Hal Mumme, left, and Mike Leach had some fun times at Kentucky.


During Hal Mumme’s time at Kentucky, seldom were there many dull moments — especially when he had Mike Leach on his staff

Leach is now the head coach at Washington State and is still as quirky and creative as ever. That’s one thing that has not changed.

Mumme was on Michael Bennett’s radio show, “Just The Tip,” earlier this week and I got to be part of the show. Mumme got to talking about what is was like when Leach was with him at UK first as receivers coach and then offensive coordinator.

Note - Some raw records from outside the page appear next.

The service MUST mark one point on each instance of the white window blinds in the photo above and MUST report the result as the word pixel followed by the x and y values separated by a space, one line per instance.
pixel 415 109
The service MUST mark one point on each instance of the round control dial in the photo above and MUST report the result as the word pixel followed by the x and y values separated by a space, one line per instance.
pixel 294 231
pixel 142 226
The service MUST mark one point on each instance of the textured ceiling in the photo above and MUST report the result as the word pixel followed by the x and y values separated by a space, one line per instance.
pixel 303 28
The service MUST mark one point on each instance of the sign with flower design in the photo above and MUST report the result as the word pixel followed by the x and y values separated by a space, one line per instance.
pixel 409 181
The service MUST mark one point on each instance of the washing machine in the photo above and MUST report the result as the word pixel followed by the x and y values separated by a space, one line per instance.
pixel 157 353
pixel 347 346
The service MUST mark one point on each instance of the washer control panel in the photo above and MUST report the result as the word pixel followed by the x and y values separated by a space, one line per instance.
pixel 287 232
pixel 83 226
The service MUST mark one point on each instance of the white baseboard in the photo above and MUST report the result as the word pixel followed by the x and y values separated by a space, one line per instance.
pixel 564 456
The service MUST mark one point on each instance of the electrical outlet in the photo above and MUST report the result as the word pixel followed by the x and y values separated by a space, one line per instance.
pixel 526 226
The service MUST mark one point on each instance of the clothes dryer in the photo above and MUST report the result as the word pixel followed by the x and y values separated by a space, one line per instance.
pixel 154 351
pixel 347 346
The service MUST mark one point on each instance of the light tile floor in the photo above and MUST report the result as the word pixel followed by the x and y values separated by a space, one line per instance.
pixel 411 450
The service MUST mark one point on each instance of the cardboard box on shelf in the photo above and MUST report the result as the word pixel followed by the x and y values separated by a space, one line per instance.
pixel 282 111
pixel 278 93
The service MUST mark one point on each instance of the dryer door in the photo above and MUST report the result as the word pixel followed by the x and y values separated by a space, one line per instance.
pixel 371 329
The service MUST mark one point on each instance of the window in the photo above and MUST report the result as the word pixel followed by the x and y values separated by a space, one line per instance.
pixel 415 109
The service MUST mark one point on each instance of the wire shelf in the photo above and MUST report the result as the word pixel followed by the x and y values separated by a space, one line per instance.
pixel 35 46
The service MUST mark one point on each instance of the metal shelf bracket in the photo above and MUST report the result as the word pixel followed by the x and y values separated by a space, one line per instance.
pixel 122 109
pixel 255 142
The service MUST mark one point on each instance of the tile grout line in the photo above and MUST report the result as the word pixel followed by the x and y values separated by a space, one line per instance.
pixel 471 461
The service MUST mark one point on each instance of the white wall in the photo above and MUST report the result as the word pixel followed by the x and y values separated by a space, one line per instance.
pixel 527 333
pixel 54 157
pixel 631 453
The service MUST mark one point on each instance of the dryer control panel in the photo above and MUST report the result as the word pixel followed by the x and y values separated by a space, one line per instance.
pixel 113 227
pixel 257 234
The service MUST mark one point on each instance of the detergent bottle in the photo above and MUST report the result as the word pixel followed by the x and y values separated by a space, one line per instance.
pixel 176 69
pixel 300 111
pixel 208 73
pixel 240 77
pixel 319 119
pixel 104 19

“Leach hasn’t changed much. Pretty much what see is what you get. Practice was always fun when he was around,” Mumme said.

Mumme remembered his first preseason camp at Kentucky when walk-on James Whelan hoped to earn playing time in the hurry-up offense that Mumme perfected.

Mumme said the first meeting with receivers, Leach was showing the players a play over and over on film. He just kept showing the play, stopping it halfway through and showing it again.

“Whalen loves telling the story, too. He told me,” Mumme said. “Whalen is trying to take notes because he wants to make the team. Then Leach freezes the film and ask how many (players) had seen (the movie) Pulp Fiction. A bunch raised their hands.”

That apparently was all Leach need to start asking questions like whether Samuel Jackson or John Travolta was the best character.

“Whalen was writing this all down thinking Leach was leading up to a code word for the play,” Mumme said. “Leach goes on for about 15 minutes about what the plot was. Finally he looks at his watch and said, ‘Well, let’s get out on the field. We have to go.’ Whalen said they  never saw the entire play that whole time.”

Mumme laughed and said Leach knew the offense would rep the play so much in practice that they would all know what to do without ever having seen the play on film.

Whalen went on to become an All-American in 199 when he had 90 catches for 1,019 yards and 10 touchdowns. He led tight ends nationally in all three categories and set the NCAA record for most receptions in a season by a tight end while becoming just the second UK player ever to have a 1,000-yard receiving season.

He played briefly in the NFL and NFL Europe.